La vision de Minc serait terrifiante si la provocation ne la radicalisait. Elle exprime le simplisme et le positivisme. Il rappelle ce qu'est la mentalité libérale : une idéologie qui réduit la culture au commerce. Le religieux devient un phénomène commercial aux yeux de Minc. Et c'est ce type qui a réussi si brillamment ses études? Le système français promeut des anglophiles férus de libéralisme et dont l'intelligence se focalise sur l'adoption mimétique de la mentalité libérale, au point que leur vision du réel est ratiocinée, rabougrie, médiocre et décevante. Minc brille en tant que conseiller des princes - de facture libérale.
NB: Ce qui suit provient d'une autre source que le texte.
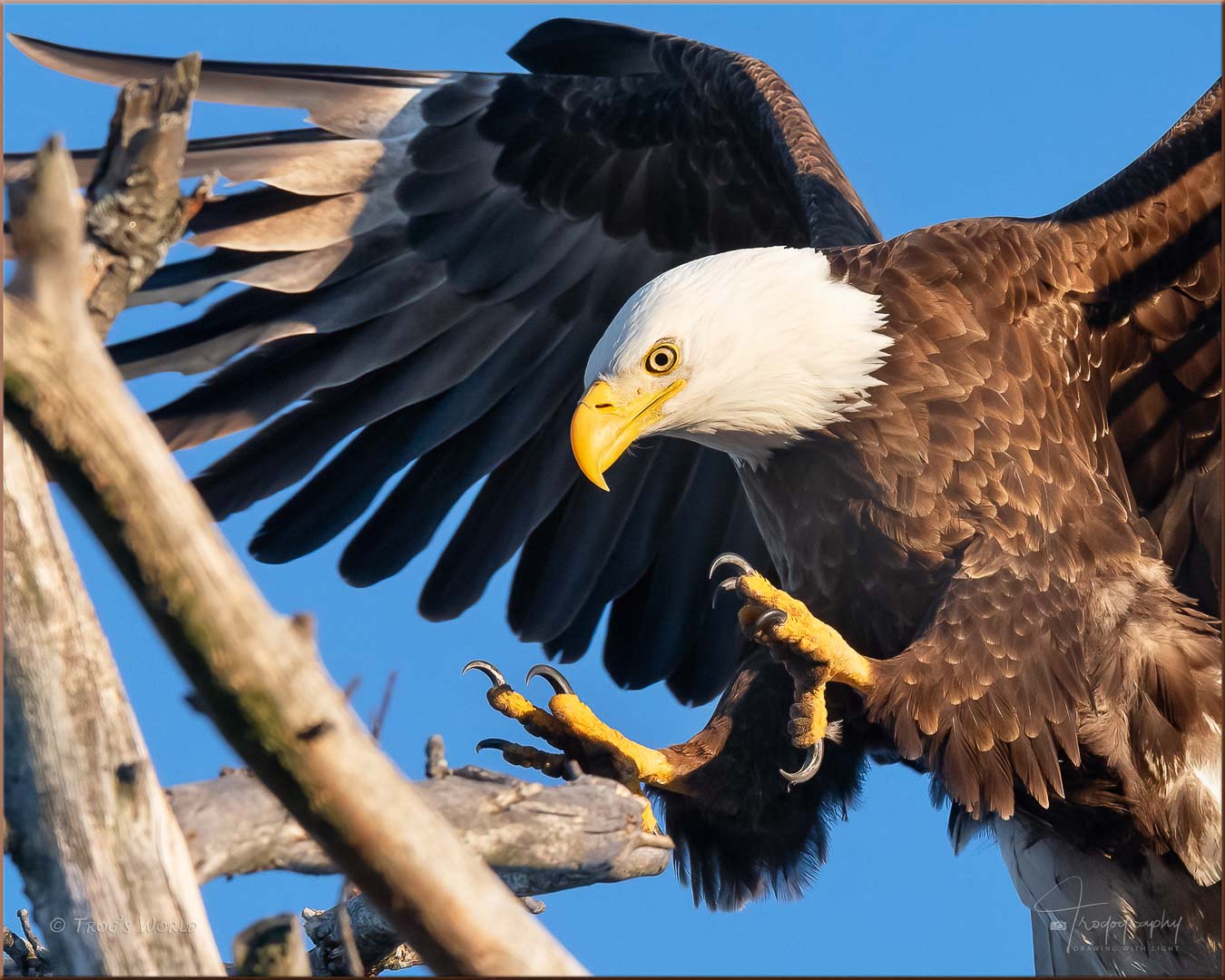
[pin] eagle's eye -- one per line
(662, 358)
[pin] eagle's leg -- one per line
(577, 732)
(812, 652)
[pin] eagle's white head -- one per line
(744, 352)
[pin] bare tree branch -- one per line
(258, 672)
(90, 828)
(538, 838)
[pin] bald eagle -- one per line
(969, 476)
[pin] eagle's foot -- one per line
(570, 727)
(812, 652)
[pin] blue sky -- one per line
(935, 113)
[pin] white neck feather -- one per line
(773, 347)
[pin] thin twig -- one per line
(258, 672)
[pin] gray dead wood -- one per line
(538, 838)
(258, 672)
(88, 826)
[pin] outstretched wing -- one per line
(427, 270)
(1153, 322)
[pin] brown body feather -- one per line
(994, 525)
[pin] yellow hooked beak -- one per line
(604, 427)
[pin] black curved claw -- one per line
(727, 584)
(487, 669)
(810, 766)
(555, 678)
(730, 557)
(769, 618)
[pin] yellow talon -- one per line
(642, 765)
(808, 636)
(574, 729)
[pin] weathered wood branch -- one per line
(538, 838)
(90, 827)
(258, 672)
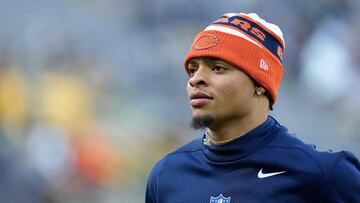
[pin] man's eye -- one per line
(191, 71)
(218, 68)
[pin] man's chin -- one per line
(201, 122)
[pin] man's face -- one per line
(218, 91)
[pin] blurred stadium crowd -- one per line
(92, 93)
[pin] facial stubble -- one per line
(203, 122)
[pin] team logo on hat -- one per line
(220, 199)
(206, 41)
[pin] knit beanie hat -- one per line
(247, 41)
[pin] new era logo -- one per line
(263, 65)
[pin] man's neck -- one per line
(234, 129)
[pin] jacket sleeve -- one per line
(344, 181)
(150, 192)
(151, 195)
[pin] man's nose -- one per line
(199, 78)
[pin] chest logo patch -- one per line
(220, 199)
(266, 175)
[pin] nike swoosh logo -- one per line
(266, 175)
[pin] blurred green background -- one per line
(92, 92)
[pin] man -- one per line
(235, 68)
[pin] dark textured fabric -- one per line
(265, 165)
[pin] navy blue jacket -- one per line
(265, 165)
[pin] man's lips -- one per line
(199, 98)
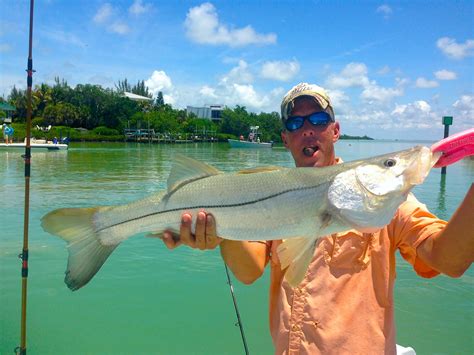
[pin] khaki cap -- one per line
(305, 89)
Dès qu'on sort de cet univers fascinant et gorgé de pouvoir, le discours oscille entre le rebattu et le simplisme, comme on le mesure avec le religieux. Bien qu'il s'en défende, des accusateurs ont insinué que Minc a eu recours à des nègres pour publier ses nombreux ouvrages, parce qu'il se donne l'illusion du penseur capable d'écrire en plus de ses tâches de conseiller pour puissants. Sa réussite scolaire sert un système prétendant tout réduire au commerce. Le religieux y devient la science de la consolation... Bigre! Derrière le scientisme provocateur, il reste le mépris de la consolation, l'arme du pauvre n'ayant pas eu accès aux honneurs de la richesse et de la puissance.